My Epsom Salt comes in a 375 grams packet. I don't have a digital scale to get 170 grams as you suggested earlier. So I deicded to use all 375 grams, mixing in 1000 ml water. This will give me approx 0.56 ppm Mg daily, if I were to dose 3 ml daily of the Mg solution made to my 220 liters tank (using Fertilator). Correct me if I am wrong.

Best Regards

Thank You


----------



## nasfish (Sep 26, 2005)

Hi,

Just found out that the solubility of Epsom Slats (MgSO4) is 35.6 grams per 100 ml water. Obviously 1000 ml water will not dissolved all 375 grams Epsom Salts. Instead, I will mix it into 1500ml water to get 0.56 ppm Mg if I were to dose 5 ml of solution made into my 220 liters tank.

Best Regards

Thank You


----------



## plantbrain (Jan 23, 2004)

Edward said:


> Look around, what kind of people post problems most of the time?
> People using spoons.


I use spoons, I have no problems.
My spoons are no different than anyone else's.
I could say the same thing about PPS and be correct as well.
But the testing issues, and the CO2 would be much more the reason for both problems using spoons or not. It's not the spoon's fault when you make poor assumptions as to causes of problems.

If you add 1 ppm Mg per 7 ppm of N, you will likely never have any such deficiency with Mg. Note that is elemental mass, not NO3 and MgSO4 * 7H2O.

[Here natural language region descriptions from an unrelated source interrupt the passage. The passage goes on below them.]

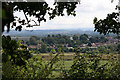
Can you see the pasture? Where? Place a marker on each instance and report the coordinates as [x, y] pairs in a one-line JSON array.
[[68, 59]]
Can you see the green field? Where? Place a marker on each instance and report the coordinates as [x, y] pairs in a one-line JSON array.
[[68, 60]]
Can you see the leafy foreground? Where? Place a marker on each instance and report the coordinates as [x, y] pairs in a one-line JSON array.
[[17, 66]]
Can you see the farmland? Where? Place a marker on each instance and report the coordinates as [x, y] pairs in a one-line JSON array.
[[68, 59]]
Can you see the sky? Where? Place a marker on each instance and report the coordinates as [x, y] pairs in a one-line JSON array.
[[85, 13]]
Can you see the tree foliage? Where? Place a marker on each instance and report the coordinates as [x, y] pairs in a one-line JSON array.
[[109, 25]]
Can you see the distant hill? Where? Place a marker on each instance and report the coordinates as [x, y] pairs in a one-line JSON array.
[[42, 33]]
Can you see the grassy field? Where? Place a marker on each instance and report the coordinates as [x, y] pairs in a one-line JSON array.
[[68, 59]]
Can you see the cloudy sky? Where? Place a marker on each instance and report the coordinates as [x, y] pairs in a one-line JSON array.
[[85, 13]]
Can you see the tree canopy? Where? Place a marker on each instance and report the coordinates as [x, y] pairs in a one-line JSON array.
[[110, 24]]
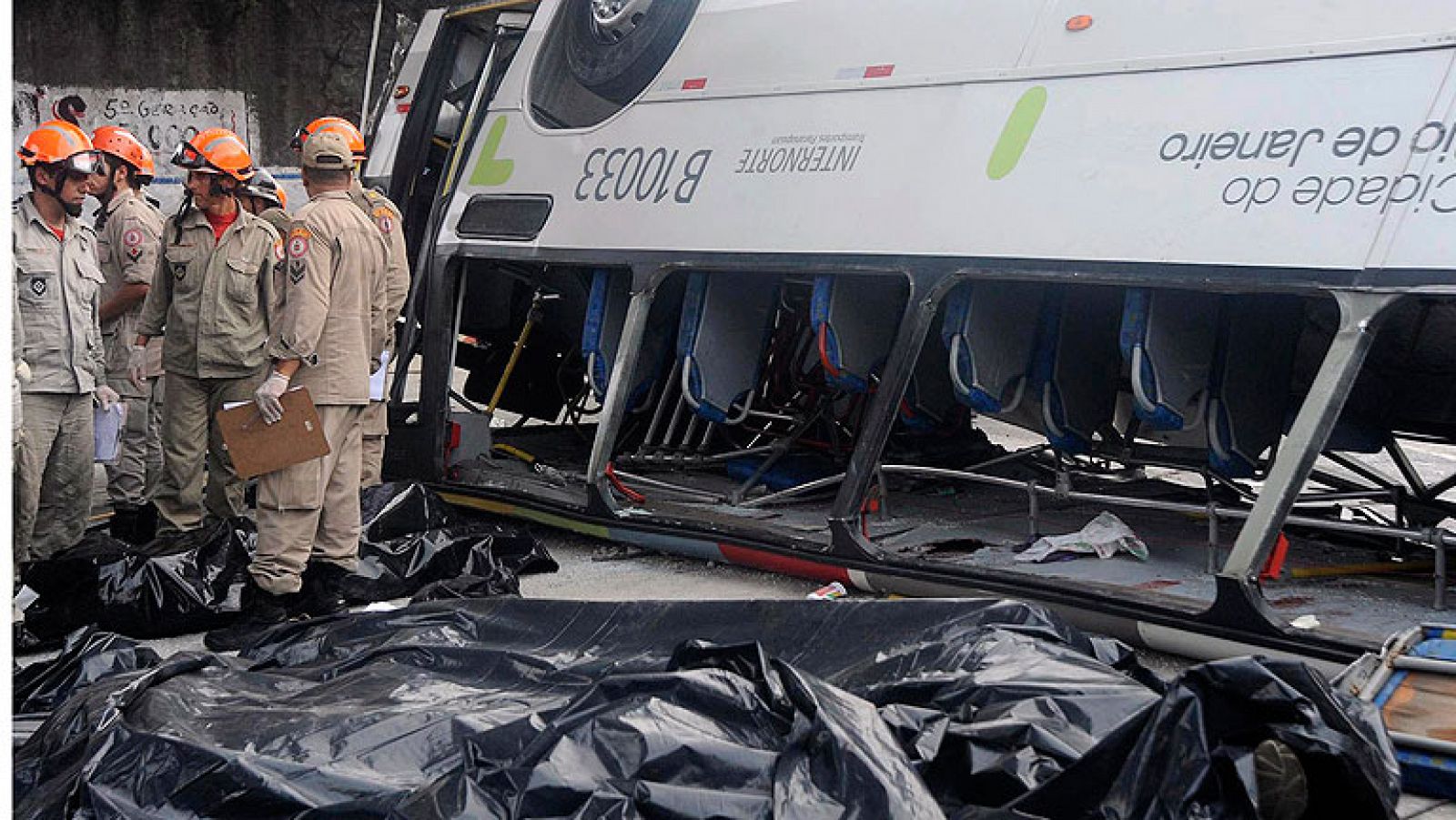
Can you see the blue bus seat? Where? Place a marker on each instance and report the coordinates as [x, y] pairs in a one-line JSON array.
[[725, 324], [854, 327], [602, 334], [1168, 342]]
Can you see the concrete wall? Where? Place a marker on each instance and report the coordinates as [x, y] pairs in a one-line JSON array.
[[261, 67]]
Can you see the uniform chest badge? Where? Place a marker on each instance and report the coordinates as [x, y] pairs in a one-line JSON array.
[[298, 249], [385, 220], [133, 240]]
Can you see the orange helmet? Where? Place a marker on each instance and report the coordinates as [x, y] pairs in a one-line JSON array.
[[216, 150], [337, 124], [124, 146], [60, 142]]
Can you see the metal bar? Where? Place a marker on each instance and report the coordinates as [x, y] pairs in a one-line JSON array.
[[369, 70], [779, 449], [1441, 485], [1213, 523], [1363, 471], [688, 434], [1423, 743], [1441, 575], [1424, 664], [772, 415], [669, 390], [676, 461], [1033, 511], [793, 491], [615, 404], [1011, 456], [693, 491], [915, 325], [1427, 538], [1346, 495], [1402, 463], [672, 426], [1359, 318], [468, 404]]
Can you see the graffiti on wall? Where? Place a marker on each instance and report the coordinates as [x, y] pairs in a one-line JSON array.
[[160, 118]]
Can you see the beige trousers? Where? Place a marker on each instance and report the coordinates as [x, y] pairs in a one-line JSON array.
[[137, 468], [189, 440], [312, 510], [53, 481]]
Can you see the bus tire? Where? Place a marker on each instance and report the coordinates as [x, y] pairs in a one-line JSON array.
[[621, 70]]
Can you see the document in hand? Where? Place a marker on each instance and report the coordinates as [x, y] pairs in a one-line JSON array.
[[258, 448], [108, 426]]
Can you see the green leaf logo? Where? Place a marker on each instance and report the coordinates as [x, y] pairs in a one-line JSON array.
[[1016, 133], [490, 171]]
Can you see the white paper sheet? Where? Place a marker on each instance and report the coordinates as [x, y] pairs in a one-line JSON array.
[[108, 426], [376, 382]]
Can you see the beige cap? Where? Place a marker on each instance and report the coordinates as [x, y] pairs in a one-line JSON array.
[[328, 150]]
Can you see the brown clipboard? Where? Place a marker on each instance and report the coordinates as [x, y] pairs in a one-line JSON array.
[[258, 448]]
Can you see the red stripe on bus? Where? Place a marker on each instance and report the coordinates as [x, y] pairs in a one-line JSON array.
[[783, 564]]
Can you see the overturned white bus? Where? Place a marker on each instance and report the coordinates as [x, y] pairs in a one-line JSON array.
[[885, 293]]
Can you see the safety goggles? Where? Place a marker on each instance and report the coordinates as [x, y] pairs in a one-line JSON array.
[[187, 157], [85, 164]]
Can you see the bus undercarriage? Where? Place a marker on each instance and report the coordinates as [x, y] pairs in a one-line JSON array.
[[914, 427]]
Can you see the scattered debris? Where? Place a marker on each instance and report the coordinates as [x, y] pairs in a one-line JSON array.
[[829, 592], [1104, 536]]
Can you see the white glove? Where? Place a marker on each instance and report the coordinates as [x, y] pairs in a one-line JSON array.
[[137, 366], [268, 395], [106, 397]]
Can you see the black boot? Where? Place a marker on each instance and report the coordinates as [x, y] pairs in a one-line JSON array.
[[135, 524], [1281, 781], [259, 611], [324, 589]]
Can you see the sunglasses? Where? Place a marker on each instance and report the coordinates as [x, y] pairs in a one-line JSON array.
[[187, 157], [298, 136], [84, 165]]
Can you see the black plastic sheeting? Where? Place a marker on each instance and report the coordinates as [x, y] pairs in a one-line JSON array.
[[589, 710], [89, 655], [191, 582]]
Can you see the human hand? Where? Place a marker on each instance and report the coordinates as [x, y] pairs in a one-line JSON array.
[[268, 395], [106, 397]]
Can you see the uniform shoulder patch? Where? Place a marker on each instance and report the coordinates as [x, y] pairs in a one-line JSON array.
[[298, 242]]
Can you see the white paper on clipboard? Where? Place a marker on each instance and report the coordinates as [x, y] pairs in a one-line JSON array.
[[376, 380], [108, 426]]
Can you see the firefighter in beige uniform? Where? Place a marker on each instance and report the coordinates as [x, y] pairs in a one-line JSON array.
[[329, 328], [58, 293], [128, 232], [210, 300], [390, 225]]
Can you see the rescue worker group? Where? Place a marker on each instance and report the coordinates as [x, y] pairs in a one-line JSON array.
[[230, 300]]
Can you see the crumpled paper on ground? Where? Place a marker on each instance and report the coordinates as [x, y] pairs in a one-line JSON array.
[[1104, 536]]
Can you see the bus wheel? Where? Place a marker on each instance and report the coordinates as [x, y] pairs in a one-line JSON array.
[[616, 47]]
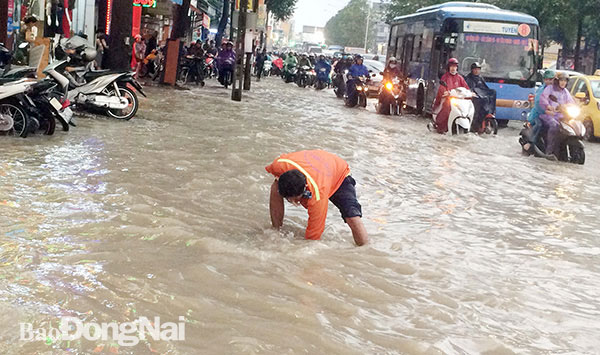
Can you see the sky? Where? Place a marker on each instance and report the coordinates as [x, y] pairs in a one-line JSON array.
[[316, 12]]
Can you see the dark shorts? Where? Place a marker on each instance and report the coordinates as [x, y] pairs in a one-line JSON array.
[[345, 199]]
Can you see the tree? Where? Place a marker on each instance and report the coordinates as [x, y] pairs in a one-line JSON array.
[[281, 9], [347, 28]]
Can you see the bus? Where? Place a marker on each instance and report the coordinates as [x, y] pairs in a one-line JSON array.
[[505, 43]]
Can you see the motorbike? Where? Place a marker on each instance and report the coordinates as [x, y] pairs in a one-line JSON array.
[[290, 72], [191, 70], [461, 113], [322, 80], [359, 96], [305, 76], [571, 135], [267, 68], [489, 124], [226, 72], [113, 93], [14, 119], [391, 97], [339, 84]]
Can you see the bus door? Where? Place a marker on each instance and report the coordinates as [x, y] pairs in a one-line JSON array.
[[407, 54], [436, 65]]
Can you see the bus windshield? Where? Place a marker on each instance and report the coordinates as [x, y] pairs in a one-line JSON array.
[[501, 57]]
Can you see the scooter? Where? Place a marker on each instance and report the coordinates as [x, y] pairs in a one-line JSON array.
[[571, 133], [461, 113], [359, 96], [391, 97]]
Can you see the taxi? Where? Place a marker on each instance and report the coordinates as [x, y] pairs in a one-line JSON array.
[[588, 88]]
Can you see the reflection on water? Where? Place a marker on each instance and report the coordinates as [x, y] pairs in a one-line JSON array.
[[475, 249]]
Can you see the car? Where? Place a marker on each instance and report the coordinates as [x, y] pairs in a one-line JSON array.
[[375, 69], [588, 85]]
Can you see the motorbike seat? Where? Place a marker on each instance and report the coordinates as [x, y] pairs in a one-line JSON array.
[[93, 74]]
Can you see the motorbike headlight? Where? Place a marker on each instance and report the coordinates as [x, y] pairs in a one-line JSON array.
[[573, 111]]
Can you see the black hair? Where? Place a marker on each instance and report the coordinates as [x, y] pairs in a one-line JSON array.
[[291, 183]]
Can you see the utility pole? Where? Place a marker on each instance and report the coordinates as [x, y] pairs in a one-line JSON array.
[[238, 82], [367, 29], [248, 68]]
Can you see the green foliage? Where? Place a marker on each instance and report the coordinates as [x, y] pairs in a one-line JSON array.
[[347, 27], [281, 9]]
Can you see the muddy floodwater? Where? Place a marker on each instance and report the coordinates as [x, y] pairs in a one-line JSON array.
[[474, 248]]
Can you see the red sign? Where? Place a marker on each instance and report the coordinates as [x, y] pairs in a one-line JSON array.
[[144, 3]]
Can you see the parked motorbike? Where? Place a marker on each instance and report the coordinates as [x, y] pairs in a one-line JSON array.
[[570, 137], [14, 119], [359, 95], [391, 97], [113, 93], [461, 113]]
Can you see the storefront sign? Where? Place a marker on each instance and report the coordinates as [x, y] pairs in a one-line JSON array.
[[145, 3], [491, 28], [206, 21]]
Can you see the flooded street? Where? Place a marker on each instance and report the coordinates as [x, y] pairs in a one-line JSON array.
[[474, 248]]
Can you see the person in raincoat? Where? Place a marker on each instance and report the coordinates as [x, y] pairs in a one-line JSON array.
[[322, 63], [551, 115], [453, 80], [534, 115], [357, 69], [225, 61], [484, 99]]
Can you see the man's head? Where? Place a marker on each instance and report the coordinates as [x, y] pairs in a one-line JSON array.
[[549, 76], [476, 68], [453, 66], [292, 185], [561, 80]]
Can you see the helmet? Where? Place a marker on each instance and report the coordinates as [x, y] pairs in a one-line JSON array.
[[549, 74], [561, 76], [475, 65], [89, 54]]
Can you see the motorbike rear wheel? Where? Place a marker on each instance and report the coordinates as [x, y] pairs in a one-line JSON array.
[[128, 112], [490, 126], [19, 117]]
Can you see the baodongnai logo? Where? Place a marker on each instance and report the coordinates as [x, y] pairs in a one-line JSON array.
[[125, 334]]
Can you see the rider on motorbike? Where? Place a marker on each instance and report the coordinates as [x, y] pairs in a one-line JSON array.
[[453, 80], [358, 69], [484, 99], [322, 63], [552, 114], [534, 115], [225, 61]]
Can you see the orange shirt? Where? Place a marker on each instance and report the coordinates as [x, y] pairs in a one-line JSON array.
[[324, 173]]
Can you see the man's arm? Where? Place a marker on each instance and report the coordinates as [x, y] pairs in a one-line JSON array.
[[276, 206]]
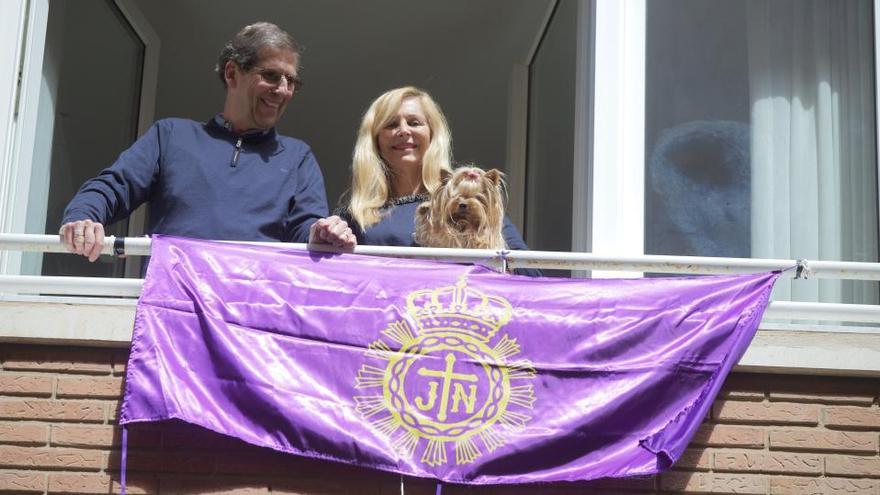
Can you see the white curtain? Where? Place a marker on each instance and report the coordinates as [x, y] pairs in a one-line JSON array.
[[814, 168]]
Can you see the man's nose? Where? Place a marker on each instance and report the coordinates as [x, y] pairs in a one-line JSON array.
[[283, 86]]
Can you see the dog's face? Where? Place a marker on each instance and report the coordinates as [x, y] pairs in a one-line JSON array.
[[469, 197], [466, 211]]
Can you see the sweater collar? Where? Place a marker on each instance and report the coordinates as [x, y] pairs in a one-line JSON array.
[[253, 135]]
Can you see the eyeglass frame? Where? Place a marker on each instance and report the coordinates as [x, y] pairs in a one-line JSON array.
[[293, 82]]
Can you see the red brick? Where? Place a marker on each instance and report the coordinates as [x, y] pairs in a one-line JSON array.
[[61, 359], [96, 387], [789, 485], [102, 436], [28, 385], [120, 361], [766, 412], [99, 484], [40, 457], [58, 410], [747, 395], [82, 435], [715, 435], [714, 483], [852, 417], [865, 399], [695, 460], [22, 482], [22, 433], [816, 440], [773, 462], [853, 466]]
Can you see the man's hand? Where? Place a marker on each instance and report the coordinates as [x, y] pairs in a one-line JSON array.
[[332, 230], [83, 237]]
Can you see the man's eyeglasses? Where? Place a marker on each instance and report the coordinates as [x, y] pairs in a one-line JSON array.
[[274, 78]]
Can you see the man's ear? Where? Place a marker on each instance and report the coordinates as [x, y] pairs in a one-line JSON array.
[[230, 74]]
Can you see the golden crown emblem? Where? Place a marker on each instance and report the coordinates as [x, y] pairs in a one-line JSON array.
[[458, 308]]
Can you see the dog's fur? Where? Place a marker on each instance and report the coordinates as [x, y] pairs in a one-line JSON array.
[[466, 211]]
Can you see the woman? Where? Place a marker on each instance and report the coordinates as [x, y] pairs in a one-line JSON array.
[[402, 145]]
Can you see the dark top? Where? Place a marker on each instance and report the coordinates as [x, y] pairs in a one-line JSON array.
[[398, 224], [203, 180]]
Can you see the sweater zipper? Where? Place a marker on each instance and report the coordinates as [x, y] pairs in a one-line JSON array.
[[236, 153]]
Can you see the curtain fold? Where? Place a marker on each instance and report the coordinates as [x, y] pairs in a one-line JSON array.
[[814, 171]]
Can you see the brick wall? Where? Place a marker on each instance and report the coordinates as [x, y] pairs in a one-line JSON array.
[[767, 434]]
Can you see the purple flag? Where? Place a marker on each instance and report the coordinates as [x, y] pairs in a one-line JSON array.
[[434, 369]]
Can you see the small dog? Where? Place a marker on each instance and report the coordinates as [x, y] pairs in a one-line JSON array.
[[466, 211]]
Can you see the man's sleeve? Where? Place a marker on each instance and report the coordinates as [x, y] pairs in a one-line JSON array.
[[121, 188], [309, 202]]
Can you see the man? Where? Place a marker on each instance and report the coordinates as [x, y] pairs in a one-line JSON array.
[[232, 178]]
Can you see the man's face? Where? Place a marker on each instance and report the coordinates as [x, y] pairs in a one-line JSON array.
[[257, 98]]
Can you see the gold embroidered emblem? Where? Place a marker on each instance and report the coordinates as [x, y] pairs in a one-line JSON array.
[[447, 381]]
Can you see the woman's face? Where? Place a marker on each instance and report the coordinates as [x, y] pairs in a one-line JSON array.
[[405, 138]]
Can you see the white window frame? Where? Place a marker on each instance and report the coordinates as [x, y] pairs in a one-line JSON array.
[[23, 35], [617, 165]]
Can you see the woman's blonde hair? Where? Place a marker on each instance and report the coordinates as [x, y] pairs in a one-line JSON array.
[[371, 176]]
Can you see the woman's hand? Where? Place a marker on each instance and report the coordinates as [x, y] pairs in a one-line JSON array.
[[332, 230]]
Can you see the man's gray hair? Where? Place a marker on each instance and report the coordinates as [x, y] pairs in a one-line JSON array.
[[244, 48]]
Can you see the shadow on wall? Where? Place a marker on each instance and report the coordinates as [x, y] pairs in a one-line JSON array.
[[698, 185]]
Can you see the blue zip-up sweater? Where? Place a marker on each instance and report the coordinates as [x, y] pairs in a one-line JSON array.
[[203, 180]]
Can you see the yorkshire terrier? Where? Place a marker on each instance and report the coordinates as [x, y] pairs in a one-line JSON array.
[[466, 211]]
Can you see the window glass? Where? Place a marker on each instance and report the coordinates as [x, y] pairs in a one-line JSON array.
[[551, 135], [760, 135], [88, 111]]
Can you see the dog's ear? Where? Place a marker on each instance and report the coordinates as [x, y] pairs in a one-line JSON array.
[[424, 210], [495, 176]]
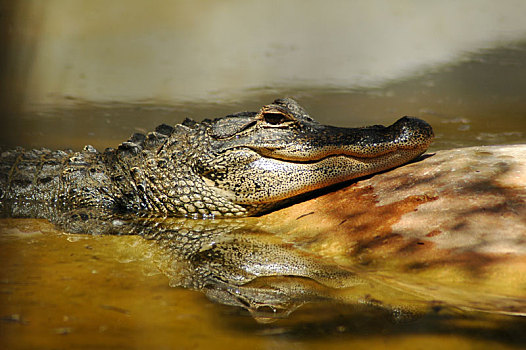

Whether the nutrient is in solution or dry does not make any difference(it's going to be added to the tank of a known volume anyway, why not use that as the volume instead of dilutions?). It's an added step and this hobby/any method is not that critical to require accuracy to that level except perhaps a tiny nano tank, but I have 9 such tiny tanks without any issues, so.......

I disagree about the need to dose daily for Mg. I do not think it'll hurt either.
You can dose it once a week, I have and can match my plant health against the best out there.

Regards, 
Tom Barr


----------



## RuslanJamil (Oct 30, 2005)

Edward said:


> Dose 4 ml daily of Mg solution made by mixing 170 grams MgSO4 in 500 ml water.
> This will add 0.56 ppm Mg daily, maintaining 2 ppm or 0.5 dGH at 50% weekly WC.


The 2 ppm Mg at weekly 50% WC is assuming there is no consumption of Mg by the plants during the week, right?


----------



## Edward (May 25, 2004)

RuslanJamil said:


> The 2 ppm Mg at weekly 50% WC is assuming there is no consumption of Mg by the plants during the week, right?


Correct. 
For 60 gallon aquarium.


----------



## Edward (May 25, 2004)

For other aquariums you can use this table to rule out nutrient deficiencies. Click hehe for print form.










Example 1: dose daily 10 drops of Mg solution to 10 gallon aquarium.

Example 2: dose daily 4 ml of Mg solution to 75 gallon aquarium.

(Mg solution is made of 169 grams of MgSO4 dissolved in ½ liter water.)


----------